Second, we believe the “normal cost” to adequately fund TRS pensions may substantially exceed the $800 million estimate, and the impact of shifting the normal cost to school districts may be far greater than currently portrayed. In estimating the normal cost, TRS actuaries assume the funds paid to TRS will be invested and earn 8.5 percent per annum. Assuming a higher rate of return has the effect of reducing the “normal cost.”

TRS says a rate of return of 8.5 percent is in line with its average rate of return for the last 30 years. TRS says, however, that its actual rate of return for the last 10 years has been 6.4 percent and for the last five years, 4.5 percent. Going forward, Moody’s Investment Services recently said it plans to use 5.5 percent to judge the financial soundness of pension plans. Moody’s says that 5.5 percent is more likely in light of more recent returns on investment and the outlook for low interest rates.

While selecting the rate of return is a judgment call, we think 8.5 percent is on the aggressive side, and results in substantially lowering the estimate of the “normal cost.” It understates the adverse impact the proposed cost-shifting will have on school districts.

Third, at present the cost-shifting proposal is that only the “normal cost” be shifted to the school districts, not the “unfunded liability.” But there has been discussion in Springfield about shifting the unfunded liability to school districts as well. TRS estimates that the unfunded liability is $44 billion. That estimate, however, is based on an assumed 8.5 percent rate of return on TRS’ funds. If a 5.5 percent rate of return is used in the assumptions (as proposed by Moody’s), the unfunded liability is estimated at $75.5 billion.

We fear that opening the door to any cost-shifting proposal opens the door to shifting the “unfunded liability” to school districts – either now or in the future. If the unfunded liability were shifted to school districts, the impact would be staggering.

Fourth, State legislators passed the laws that determine the amount of the pension payments; and subject to the Illinois Constitution, State legislators will continue to control the amount of pension payments. If the cost to fund the pensions is shifted to the school districts, there will be a disconnect between those who decide what the obligation is and those who are mandated to fund it.

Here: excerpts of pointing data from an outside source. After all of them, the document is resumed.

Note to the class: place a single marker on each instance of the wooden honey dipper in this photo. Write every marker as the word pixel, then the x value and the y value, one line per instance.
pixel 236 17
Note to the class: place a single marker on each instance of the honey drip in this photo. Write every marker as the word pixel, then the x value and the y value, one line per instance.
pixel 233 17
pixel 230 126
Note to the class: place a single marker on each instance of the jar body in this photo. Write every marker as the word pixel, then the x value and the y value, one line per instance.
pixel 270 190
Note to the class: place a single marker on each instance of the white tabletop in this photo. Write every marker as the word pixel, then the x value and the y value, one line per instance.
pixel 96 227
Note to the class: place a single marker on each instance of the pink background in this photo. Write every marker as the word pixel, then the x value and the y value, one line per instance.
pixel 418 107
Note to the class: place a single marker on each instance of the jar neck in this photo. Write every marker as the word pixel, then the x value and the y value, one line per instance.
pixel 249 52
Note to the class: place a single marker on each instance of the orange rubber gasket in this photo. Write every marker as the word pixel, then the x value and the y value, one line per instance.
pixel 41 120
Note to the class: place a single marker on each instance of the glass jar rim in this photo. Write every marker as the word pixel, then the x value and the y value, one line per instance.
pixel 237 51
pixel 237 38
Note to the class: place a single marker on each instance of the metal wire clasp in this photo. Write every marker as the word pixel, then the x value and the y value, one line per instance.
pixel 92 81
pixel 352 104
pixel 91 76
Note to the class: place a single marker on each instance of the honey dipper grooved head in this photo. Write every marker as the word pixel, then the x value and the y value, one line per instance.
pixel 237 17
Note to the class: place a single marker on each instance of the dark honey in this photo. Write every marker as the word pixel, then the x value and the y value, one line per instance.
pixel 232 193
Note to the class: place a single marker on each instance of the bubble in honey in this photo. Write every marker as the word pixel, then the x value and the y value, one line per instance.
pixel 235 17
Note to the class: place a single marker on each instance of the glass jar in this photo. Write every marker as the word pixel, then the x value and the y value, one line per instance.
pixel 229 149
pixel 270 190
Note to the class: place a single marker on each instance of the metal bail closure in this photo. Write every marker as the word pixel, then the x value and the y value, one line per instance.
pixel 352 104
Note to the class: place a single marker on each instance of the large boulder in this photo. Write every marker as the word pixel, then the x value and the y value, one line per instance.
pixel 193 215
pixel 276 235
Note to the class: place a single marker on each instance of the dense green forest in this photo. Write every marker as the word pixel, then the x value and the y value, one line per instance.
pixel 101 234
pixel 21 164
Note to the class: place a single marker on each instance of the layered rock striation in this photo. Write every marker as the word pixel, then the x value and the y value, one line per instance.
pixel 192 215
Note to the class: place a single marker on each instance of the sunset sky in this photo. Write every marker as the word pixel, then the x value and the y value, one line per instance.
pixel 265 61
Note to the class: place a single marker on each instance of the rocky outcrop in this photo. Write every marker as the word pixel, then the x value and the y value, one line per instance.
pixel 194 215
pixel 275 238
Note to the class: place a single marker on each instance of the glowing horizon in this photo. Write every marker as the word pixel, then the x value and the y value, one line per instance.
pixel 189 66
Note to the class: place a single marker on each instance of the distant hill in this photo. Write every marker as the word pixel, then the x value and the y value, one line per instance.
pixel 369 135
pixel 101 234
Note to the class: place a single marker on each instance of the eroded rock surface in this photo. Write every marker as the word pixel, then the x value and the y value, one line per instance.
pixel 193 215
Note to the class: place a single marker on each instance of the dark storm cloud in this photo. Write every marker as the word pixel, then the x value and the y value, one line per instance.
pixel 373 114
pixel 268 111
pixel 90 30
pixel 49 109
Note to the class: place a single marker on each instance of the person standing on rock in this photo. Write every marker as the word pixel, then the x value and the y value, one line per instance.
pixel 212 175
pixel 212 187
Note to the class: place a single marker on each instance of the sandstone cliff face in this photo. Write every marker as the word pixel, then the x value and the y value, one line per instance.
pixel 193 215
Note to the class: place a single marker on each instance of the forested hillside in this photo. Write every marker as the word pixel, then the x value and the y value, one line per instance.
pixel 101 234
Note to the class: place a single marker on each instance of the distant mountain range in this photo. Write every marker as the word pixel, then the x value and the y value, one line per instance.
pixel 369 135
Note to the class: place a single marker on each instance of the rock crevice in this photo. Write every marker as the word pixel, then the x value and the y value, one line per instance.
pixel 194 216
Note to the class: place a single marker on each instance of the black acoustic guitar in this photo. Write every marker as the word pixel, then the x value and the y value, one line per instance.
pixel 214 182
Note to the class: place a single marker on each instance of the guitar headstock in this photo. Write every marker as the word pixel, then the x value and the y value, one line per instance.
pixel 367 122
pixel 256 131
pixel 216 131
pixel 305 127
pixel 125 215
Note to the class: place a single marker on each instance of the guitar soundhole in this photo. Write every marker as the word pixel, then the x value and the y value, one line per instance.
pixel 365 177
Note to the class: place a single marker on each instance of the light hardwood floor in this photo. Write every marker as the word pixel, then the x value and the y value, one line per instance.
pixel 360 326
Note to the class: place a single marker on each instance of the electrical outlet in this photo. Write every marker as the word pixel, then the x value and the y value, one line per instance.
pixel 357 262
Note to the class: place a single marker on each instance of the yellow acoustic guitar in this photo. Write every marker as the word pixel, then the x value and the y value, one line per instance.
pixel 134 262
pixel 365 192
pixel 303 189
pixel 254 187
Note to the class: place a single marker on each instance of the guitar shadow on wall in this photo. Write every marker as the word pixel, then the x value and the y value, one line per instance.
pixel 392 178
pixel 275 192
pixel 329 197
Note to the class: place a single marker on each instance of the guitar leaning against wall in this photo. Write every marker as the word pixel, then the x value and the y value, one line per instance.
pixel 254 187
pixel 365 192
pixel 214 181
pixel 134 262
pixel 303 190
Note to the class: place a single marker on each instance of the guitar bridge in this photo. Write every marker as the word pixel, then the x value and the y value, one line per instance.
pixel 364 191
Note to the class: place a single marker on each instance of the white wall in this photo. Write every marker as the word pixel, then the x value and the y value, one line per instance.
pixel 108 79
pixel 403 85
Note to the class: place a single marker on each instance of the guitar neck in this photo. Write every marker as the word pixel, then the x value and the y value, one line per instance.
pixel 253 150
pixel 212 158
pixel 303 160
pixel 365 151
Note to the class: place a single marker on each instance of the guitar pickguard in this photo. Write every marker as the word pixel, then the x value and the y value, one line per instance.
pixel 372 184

It is inherently unfair to impose substantial financial burdens on school districts for huge pension costs over which they lack control. In addition, it removes State legislators from accountability for their actions and creates the potential for abuse.

Finally, under Article XIII, Section 5 of the Illinois Constitution, the State, not the school districts, has a contractual obligation with teachers in TRS to make their pension payments in accordance with the statutes the State has adopted. The State’s contractual obligation is grounded in the Constitution, and it may not be “diminished” or “impaired.”

The State legislature adopted the pension plans, failed to properly fund them, and created the fiscal mess that we are in. “Solving” the mess by attempting to pawn it off on the local school districts is in our view an irresponsible – and a constitutionally suspect – way to address it.

Teachers’ pensions are a serious concern. Teachers who have put in their time have a valid expectation to receive their pensions, and the State should honor its commitments. But the current system is not sustainable. Going forward, the legislature needs to make serious pension reforms. Shifting the cost to school districts, however, is not a viable answer.